Je croyais bêtement que l’égalité, la démocratie et le respect primaient avant toute chose, avant tout autre débat politique et économique. Je pensais même que c’était une évidence. Contester les choix gouvernementaux était tout à fait légitime, puisque nous étions dans un régime démocratique. De la part d’un gouvernement attiré par le néo-libéralisme et corrompu jusqu’à la moelle, je ne pouvais vraiment rien attendre. Le mépris de ce gouvernement, des recteurs et des éditorialistes populistes assoiffés de capital politique m’a aussi prouvé que la justice était quelque chose de bien abstrait et complètement obsolète devant le discours des gens d’affaires. Prendre la parole, en 2012, est automatiquement critiqué, inconçevable, indécent. La démocratie apprise à l’école ne semble pas être une règle absolue et au Québec, en 2012, elle porte une drôle de couleur.

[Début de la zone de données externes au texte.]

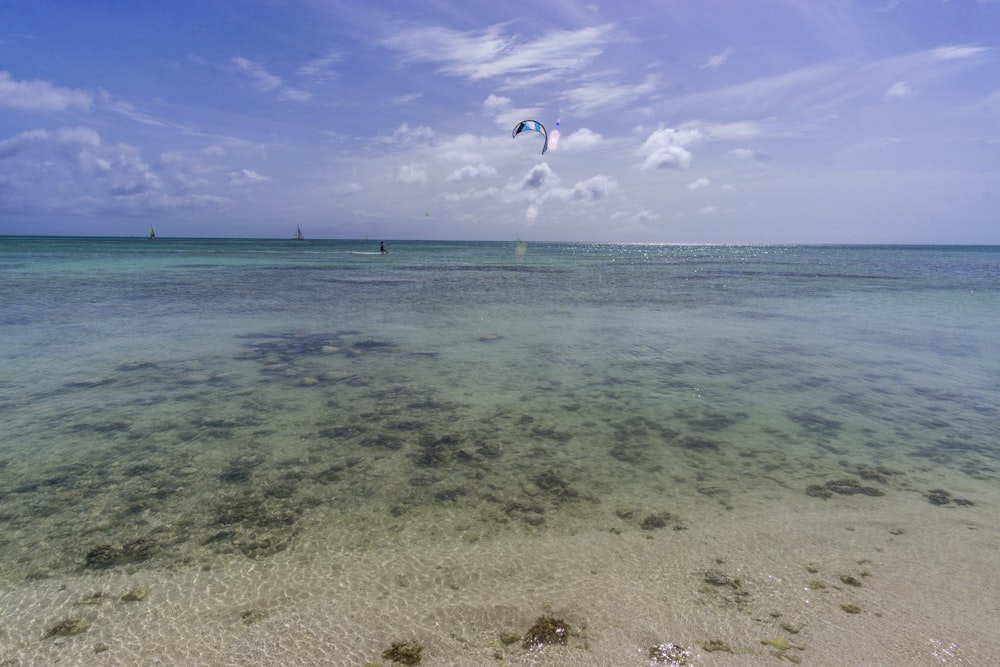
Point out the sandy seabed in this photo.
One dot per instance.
(815, 583)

Pendant que le débat s’enlise, que les camps se polarisent, nous attendons une sortie de crise respectable mais de plus en plus impossible. Débat de sémantique sur débat de sémantique, nous, les étudiants et les étudiantes, refusons tout de même d’abdiquer malgré l’absurdité d’un gouvernement corrompu et dangereux au pouvoir. Nous avons saisi  rapidement que le véritable enjeu dépasse largement l’augmentation des frais de scolarité. La crise actuelle déroge des crises précédentes; la paix sociale n’est pas entravée que pour 1625 $ de hausse. Prétendre le contraire vient démontrer une malheureuse méconnaissance du débat.

J’ai appris à mes dépens et assez rapidement que les policiers, « agents de la paix », protègent les vitrines des commerces, mais pas les vies humaines. La répression policière, ça arrive ailleurs, ça arrive aux autres, puis ça arrive à soi. J’ai compris rapidement que le débat de fond, le débat de société que nous souhaitons si avidement s’éclipsait pour laisser place à un discours emprunt de démagogie, de débat de sémantique et de lâcheté.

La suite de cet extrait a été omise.